Ли Мэй, сколько могу судить, удалась хуже. Барышня выглядит довольно шаблонно, будто сошла со страниц Би Сяошэна или Пу Сунлина: стройностью своей она унизила копье, а изяществом движений и мудростью речей превзошла Си-ван-му… Знакомо, правда? Это не характер, это свод канонических женских добродетелей: преданная, понимающая, покорная девственница без единого изъяна. Активистка-комсомолка-спортсменка и просто красавица. Не любить такую, конечно, нельзя: идеал же. А вот усомниться в правдоподобии – можно и должно: идеал, говорил товарищ Ленин, есть желаемое высшее. Желаемое, но не сущее. В итоге прав оказался Су Дунпо: «Красота сливы превосходит вкус ее плодов».
Что еще поставлю В.Ч. в укор – стилистическую аритмию. Я не особый любитель минимализма, да это чистой воды вкусовщина: кому арбуз, кому свиной хрящик. Не принимайте во внимание. Но чего, по-моему, категорически не следовало делать, так это внедрять в скупой язык романа сомнительного качества тропы в духе «ехидных детективов» покойного Арбитмана: «Ненависть к местным баскетболистам улеглась, но тут же собралась вновь в плотную тучу, вырвалась из груди осиным роем, черным сгустком рванула прочь. Нарастая, понеслась, подобно песчаной буре, в сторону севера – на Пекин!» Пассажи такого рода выглядят в тексте инородными телами. Благо они редки. Обычно Чекунову хватает двух-трех слов, чтобы передать суть явления: смазанный скоростью пейзаж или питерская алкогольная смердяковщина – точнее, пожалуй, и не скажешь.

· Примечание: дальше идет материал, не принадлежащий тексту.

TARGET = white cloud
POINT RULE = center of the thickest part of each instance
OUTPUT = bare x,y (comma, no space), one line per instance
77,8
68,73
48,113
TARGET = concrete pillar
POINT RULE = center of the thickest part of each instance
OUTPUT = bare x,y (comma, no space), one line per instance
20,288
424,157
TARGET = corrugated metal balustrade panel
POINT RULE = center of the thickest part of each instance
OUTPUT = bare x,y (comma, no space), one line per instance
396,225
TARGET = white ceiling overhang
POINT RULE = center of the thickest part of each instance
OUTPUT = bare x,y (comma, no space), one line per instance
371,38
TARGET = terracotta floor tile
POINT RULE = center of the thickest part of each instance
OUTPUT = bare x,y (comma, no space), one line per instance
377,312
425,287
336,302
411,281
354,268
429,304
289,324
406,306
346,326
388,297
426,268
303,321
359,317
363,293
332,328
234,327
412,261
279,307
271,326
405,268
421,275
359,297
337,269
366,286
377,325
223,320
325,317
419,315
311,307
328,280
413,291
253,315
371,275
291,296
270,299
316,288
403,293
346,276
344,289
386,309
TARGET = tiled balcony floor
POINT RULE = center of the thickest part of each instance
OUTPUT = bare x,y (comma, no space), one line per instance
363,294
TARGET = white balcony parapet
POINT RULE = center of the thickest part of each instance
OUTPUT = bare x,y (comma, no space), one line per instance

Реестр заслуг продолжает психологическая достоверность – речь в первую очередь о Вадиме. Если помните, я начал с ненужных деталей. Но не нужны они лишь на первый взгляд, на самом деле они верно передают состояние выгоревшего, опустошенного человека, которому ничего не остается, кроме как тупо фиксировать окружающее. Узнаваемо: мой приятель, похоронив жену, бóльшую часть дня смотрел в окно – к прочему душа не лежала. Вадим – человек без Родины, без знамени, без семьи, без Бога. И мается не столько алкогольным, сколько духовным похмельем: «заползала в мозги абстинуха непонятной, нехимической природы». Что в итоге оборачивается сартровской метафизической тошнотой, переходящей в физическую: слово «блевать» с производными повторяется в романе полтора десятка раз.
Метания героя между Инкой и Ли Мэй тоже более чем правдоподобны: старое, повторюсь, еще не до конца отболело, а новое не вполне устоялось. И сдуру откусываешь больше, чем можешь проглотить…
На этой коллизии держится лейтмотив текста, его сюжетная и композиционная контроверза. Надрывная русская любовь рифмуется со счастливой китайской. Первая имеет быть в угрюмых питерских декорациях: промозглая зима, ржавые крыши, запах кошачьей мочи и нордические шпили, что кажутся заточками в рукаве урки. Шанхай зарифмован с Питером: то же обилие воды и скульптурных львов. Однако роман с Ли Мэй происходит на фоне весенней парковой зелени под перезвон китайских колокольчиков. Это я снова насчет У-син с его единством и борьбой…
***
Прошу прощения: я все о своем, а чем у героя дело кончилось и сердце успокоилось?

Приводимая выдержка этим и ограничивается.